# Mini landscape rock



## RudeDogg1 (14 Oct 2020)

So I’ve just had a load of mini landscape rock arrive for my new tank. I realise this is prob a stupid question. I noticed some pieces have small amounts of natural moss on would it survive and grow in water?


----------



## RudeDogg1 (15 Oct 2020)

Lol I’ll take that as a no


----------



## Tim Harrison (15 Oct 2020)

Probably not...


----------



## zozo (15 Oct 2020)

Mosses ar a remarkable adaptable ancient plant species we actually still know very little about... They can be remarkably resistant as they can be remarkably sensitive to minute changes in their environment. A sudden small change can make them go dormant and looking dead and stay like that till it improves again in their favour to revive again. Or they simply might change morphologically and revive in a completely different grow form.

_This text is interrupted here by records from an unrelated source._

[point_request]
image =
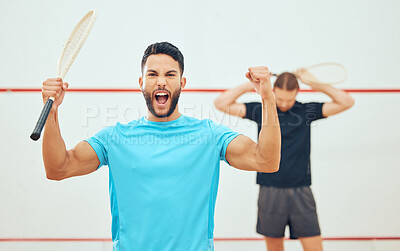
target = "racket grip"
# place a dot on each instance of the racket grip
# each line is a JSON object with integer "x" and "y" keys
{"x": 42, "y": 120}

A few years ago I took home some moss I thought it was some kind of Star moss, from the local forest, far away from water growing on sandy soil. Did put it submerged in a tank, all went brown looking dead and ugly. I just left it like that for months. And all of a sudden it revived grew new shoots from its tips looking rather different.

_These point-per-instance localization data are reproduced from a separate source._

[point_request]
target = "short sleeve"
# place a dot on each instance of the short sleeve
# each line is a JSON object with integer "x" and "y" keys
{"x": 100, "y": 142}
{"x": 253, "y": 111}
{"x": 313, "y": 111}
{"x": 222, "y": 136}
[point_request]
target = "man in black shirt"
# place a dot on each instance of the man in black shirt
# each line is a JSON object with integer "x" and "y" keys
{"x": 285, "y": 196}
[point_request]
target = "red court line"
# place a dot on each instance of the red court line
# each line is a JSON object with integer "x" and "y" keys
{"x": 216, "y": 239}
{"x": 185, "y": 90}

There are quite some more mosses that can grow both ways on land as in your garden and in water and both forms look different but it's the same moss. One known aquatic moss in the trade is called stringy moss -  Leptodictyum Riparium.

Land form



 

Aquatic form




We only know a few, likely there are many more... Maybe all mosses if given the proper conditions can do this.
The question is what is this condiction? The other question is, what moss are we talking about? Determining this beyond the few we know can be extremely difficult and few people are able to do this accurately in 90% of the cases its guesswork.

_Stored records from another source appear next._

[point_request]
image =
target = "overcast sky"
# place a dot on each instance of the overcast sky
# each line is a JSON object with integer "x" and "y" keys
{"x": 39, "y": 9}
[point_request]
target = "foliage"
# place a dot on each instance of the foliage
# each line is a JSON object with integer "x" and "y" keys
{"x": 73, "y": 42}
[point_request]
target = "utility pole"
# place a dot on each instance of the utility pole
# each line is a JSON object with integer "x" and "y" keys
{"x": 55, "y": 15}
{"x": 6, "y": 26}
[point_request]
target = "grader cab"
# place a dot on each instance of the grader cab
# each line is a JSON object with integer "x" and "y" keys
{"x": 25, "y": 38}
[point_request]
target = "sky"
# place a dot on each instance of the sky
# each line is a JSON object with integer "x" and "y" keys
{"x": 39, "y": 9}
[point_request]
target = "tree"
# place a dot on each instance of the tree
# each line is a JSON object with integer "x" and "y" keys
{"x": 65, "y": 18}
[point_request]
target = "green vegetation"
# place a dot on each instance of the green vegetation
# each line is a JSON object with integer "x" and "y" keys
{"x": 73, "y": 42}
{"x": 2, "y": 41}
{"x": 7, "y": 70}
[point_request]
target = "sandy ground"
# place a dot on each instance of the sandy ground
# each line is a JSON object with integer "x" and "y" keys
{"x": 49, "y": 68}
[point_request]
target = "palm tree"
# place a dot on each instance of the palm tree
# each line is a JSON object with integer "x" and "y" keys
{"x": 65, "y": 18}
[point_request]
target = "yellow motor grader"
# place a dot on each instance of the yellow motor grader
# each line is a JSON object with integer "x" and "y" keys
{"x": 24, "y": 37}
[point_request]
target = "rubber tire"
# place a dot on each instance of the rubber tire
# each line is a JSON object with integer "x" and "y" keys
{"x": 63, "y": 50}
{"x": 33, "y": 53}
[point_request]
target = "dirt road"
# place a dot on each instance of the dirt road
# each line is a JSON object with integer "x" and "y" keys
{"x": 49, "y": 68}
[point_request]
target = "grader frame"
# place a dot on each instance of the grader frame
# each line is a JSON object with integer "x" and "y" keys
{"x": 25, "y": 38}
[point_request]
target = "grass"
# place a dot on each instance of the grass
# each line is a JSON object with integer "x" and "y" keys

Thus Rock & Roll, you never know!...


----------



## Tim Harrison (15 Oct 2020)

You're right Marcel, bryophytes are amazingly adaptive. I guess the answer would be to give it a go and see what happens


----------



## zozo (15 Oct 2020)

Tim Harrison said:


> You're right Marcel, bryophytes are amazingly adaptive. I guess the answer would be to give it a go and see what happens



Yes, Tim, they are indeed amazing, even on land they can change form if given another condition to grow. I experienced this playing with Wabi Kusa and taking moss from the garden. Took some bright green moss patch from a concrete patio block wall in the garden. Always see it grow in small patches maybe 1mm tall, I see it every day and it never grows any taller on calcareous concrete/stone surfaces. But when I did put it on damp peat soil it started to grow rather rapidly over 10mm tall within a few weeks looking completely different. Unfortunately, as 90% of the mosses I took from nature I was unable to determine its kind.


----------



## RudeDogg1 (15 Oct 2020)

Cheers guys


----------